Osmanlı, Roma’yı hem kuzeyden hem de güneyden hareket ederek rahatlıkla alabilirdi. Almanlar, buna engel olmaya çalışırsa, harp Almanya’da değil, İtalya’da olurdu ki buda Osmanlının lehineydi. Kanuni bu durumu göremedi, alsa bile elinde tutması müşkül olan Viyana’ya yöneldi. (Diyelim ki Viyana alındı, Alman imparatorluğu ortadan kalkmıyor ki. Osmanlı ordusu geri çekilince gelip, geri alacaklar. Fakat Roma’yı geri alabilecek bir düşman yoktu. Ayrıca Roma, İstanbul’a, Viyana’dan yakındı, denizden de ulaşmak mümkündü.) Kanuni’nin kuşatıp alamaması onu geçmek isteyen Osmanlı serdarlarının hedeflerinin Viyana olmasına yol açtı. Koca imparatorluğun enerjisi ve kaynakları, sonuçsuz kalmaya mahkum olan seferlerde tüketildi.
Şunu da ifade edelim ki, Roma veya Viyana alınmış olsaydı yahut Süveyş Kanalı veya Don Volga projesi gerçekleşseydi, Osmanlının süper güç olma süresi uzardı. Sonuç değişmezdi. Avrupa’ya Amerika’dan sonsuz kaynak akıyordu, Osmanlının böyle bir kaynağı yoktu. Akan kaynakların tetiklemesiyle, bilimsel gelişmelerin batıda ortaya çıkması ve Osmanlının bilimsel gelişmelere süratle ayak uyduramaması doğaldı.
Bazı stratejistler, Osmanlı’yı, Amerika kıtasına gitmediğinden ötürü eleştirirler. Bu fiziksel olarak mümkün değildir. Osmanlı Doğu Akdeniz’deydi. Atlantik’te kıyısı yoktu. Venedik ile Ceneviz bile, deniz ticareti üzerine kurulu organizasyonlar olmalarına rağmen, böyle bir hedefe yönelmediler. Ayrıca Cebeli Tarık, Alman İmparatoruna bağlı olan İspanya’nın kontrolündeydi. Niçin Osmanlı gemilerinin oradan geçmesine izin versinler?

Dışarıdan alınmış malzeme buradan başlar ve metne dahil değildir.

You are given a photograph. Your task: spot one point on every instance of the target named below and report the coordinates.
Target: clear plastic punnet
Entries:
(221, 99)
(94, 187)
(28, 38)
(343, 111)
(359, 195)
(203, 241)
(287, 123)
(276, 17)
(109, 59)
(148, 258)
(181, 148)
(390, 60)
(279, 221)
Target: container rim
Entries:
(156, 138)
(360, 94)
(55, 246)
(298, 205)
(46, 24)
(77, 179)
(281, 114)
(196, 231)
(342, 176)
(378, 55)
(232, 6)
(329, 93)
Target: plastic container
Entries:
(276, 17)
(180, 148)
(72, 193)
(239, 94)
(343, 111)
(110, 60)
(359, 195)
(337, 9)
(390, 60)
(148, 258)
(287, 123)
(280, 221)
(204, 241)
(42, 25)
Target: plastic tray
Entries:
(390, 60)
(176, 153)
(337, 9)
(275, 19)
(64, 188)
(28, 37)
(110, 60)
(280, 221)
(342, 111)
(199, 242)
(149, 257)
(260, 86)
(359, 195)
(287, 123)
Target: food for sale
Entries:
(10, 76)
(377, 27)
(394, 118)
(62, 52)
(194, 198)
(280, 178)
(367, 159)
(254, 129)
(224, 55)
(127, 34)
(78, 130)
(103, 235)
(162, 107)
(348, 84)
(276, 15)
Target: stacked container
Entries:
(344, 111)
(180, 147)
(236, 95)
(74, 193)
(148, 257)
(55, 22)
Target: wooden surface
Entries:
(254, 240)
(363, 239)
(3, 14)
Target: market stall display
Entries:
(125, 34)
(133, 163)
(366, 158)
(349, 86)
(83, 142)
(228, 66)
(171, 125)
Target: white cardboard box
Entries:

Diyelim ki Amerika’ya gidildi, ne değişecekti? Osmanlı, batılılar gibi Kızılderili katliamı yapar mıydı? Gittiği yerlerde vergileri düşüren, angaryayı kaldıran ve serfliği iptal eden Osmanlı, Kızılderilileri köleleştirir miydi? Afrika’da siyahileri esir edip, Amerika’ya getirerek nesiller boyu köle olarak çalıştırabilir miydi? Osmanlının, Afrika’da geniş toprakları vardı. Batılıların yaptığı gibi, köle ticareti organize edebilecek gücüde vardı ama bunu düşünmediler, düşünemezlerdi.
Türkler Hindistan’ı aldılar. Hintlileri, köleleştirip, satalım, para kazanalım diye düşünmediler. Hintlileri, Orta Asya’ya götürelim, toprakları ektirelim, gibi fikirler akıllarına dahi gelmedi. Fethettikleri yerlerde adil, eşitlikçi ve hoşgörülü esaslı düzenler kurdular. Oradaki halklarla kaynaştılar. İslam’ı yaşayarak sevdirmeye çalıştılar. Hem Türk töresi hem de İslam bunu gerektirirdi.
Daha önce özellikle silah teknolojisi konusunda öncü olan ve değişikliklere hızla uyum sağlayan Türkler, coğrafi keşiflerin sonucunda ortaya çıkan sömürü düzenine intibak edemediler. Bilimsel gelişme zaten durmuştu. Neticede kendini yenileyemeyen her organizasyon gibi Osmanlı’da sahneden çekildi.